A catadora de papel Selma Morgana Sarti encontrou no lixo, no bairro do Butantã, em São Paulo, documentos originais e fotos da escritora, jornalista e agitadora cultural Patrícia Galvão, a Pagu (1910-1962), musa do modernismo brasileiro e que foi companheira de Oswald de Andrade. São, em sua maioria, documentos pessoais da escritora, como uma carteira de trabalho original, duas fotos e dois retratos, além de documentos e fotos de seu último marido, o jornalista e crítico Geraldo Ferraz.O material foi doado pela catadora de papel para o Arquivo Edgard Leuenroth, da Unicamp.

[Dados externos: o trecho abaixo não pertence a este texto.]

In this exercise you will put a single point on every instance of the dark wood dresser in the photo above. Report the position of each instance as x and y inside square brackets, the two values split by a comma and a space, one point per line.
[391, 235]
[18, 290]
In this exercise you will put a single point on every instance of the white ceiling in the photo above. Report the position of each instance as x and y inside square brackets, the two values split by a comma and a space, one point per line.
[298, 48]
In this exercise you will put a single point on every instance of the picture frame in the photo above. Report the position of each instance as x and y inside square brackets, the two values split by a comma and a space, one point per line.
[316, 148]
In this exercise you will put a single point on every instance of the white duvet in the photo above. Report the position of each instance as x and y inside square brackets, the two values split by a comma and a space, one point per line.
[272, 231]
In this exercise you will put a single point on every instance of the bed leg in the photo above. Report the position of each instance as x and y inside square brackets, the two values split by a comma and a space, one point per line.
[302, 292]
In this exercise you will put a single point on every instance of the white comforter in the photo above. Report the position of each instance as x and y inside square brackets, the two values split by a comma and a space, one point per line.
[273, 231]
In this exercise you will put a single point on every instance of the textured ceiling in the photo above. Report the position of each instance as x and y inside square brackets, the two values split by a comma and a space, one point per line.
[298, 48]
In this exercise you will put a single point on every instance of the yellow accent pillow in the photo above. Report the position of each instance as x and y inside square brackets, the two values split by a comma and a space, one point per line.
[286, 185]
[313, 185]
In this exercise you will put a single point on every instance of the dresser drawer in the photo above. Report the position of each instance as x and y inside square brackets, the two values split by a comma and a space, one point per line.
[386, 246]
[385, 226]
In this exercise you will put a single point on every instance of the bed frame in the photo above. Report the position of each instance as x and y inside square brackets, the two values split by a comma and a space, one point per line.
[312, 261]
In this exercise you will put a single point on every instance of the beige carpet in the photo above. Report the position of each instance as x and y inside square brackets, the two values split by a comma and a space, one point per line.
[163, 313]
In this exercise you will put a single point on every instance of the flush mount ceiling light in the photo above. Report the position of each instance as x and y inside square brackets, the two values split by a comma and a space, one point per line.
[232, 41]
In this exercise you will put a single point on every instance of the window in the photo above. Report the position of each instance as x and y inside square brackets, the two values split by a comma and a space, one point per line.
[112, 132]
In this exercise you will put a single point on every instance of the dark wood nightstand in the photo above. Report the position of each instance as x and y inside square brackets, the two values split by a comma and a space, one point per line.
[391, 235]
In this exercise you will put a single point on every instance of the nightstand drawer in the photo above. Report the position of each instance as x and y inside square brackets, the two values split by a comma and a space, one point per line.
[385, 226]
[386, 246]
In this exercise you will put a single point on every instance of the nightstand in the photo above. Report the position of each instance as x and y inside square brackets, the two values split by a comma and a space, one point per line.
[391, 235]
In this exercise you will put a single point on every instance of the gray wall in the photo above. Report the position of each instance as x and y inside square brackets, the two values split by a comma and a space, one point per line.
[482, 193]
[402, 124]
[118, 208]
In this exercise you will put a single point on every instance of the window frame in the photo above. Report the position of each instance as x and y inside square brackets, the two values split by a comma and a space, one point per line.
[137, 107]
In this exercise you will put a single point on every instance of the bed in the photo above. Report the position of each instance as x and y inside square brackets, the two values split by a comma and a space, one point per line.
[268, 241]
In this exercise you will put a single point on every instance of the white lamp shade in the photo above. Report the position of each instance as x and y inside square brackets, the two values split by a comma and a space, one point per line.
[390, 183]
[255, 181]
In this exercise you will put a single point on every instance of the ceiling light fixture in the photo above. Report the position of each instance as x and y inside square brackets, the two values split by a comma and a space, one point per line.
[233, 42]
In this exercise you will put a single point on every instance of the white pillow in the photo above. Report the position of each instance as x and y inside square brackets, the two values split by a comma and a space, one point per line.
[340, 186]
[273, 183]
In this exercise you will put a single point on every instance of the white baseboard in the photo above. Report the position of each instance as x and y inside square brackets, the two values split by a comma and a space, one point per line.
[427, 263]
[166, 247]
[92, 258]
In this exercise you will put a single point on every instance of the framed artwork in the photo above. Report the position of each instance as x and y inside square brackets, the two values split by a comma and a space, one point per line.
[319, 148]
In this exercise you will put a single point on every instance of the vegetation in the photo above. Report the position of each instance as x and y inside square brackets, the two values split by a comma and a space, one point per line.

Segundo o Jornal da Unicamp, Selma (apesar de só ter cursado até o 4.º ano primário) reconheceu a importância do material e procurou uma amiga, aluna do Instituto de Filosofia e Ciências Humanas da Unicamp, para saber o que fazer com os documentos. Ela considerou o achado "emocionante" e declarou: "A ignorância deixa a gente passar um monte de coisas importantes. Você já imaginou quantos catadores existem e quantas coisas foram destruídas?". O material, que é considerado "importante e complementar" por especialistas da universidade, vai ajudar a instituição a criar a Coleção Patrícia Galvão.O acervo pertenceu ao filho de Pagu, Geraldo Galvão Ferraz, que vive atualmente nos Estados Unidos. Em litígio com a ex-mulher, ele viu coisas pessoais e valiosas serem atiradas no lixo. Por e-mail, Ferraz falou à reportagem do Estado. "O material era meu, sim. Fiquei muito triste ao saber que foi achado no lixo; primeiro pelo lado sentimental, já que se trata de recordações dos meus pais. Além disso, tenho alguns projetos de livros, inclusive em andamento, sobre eles. Infelizmente, no caso, estou em Nova York e dispuseram dessas coisas à minha revelia. Felizmente esses itens foram achados por alguém que, de forma elogiável conduziu-os até a Unicamp, para que a tão maltratada memória nacional não os perdesse", afirmou.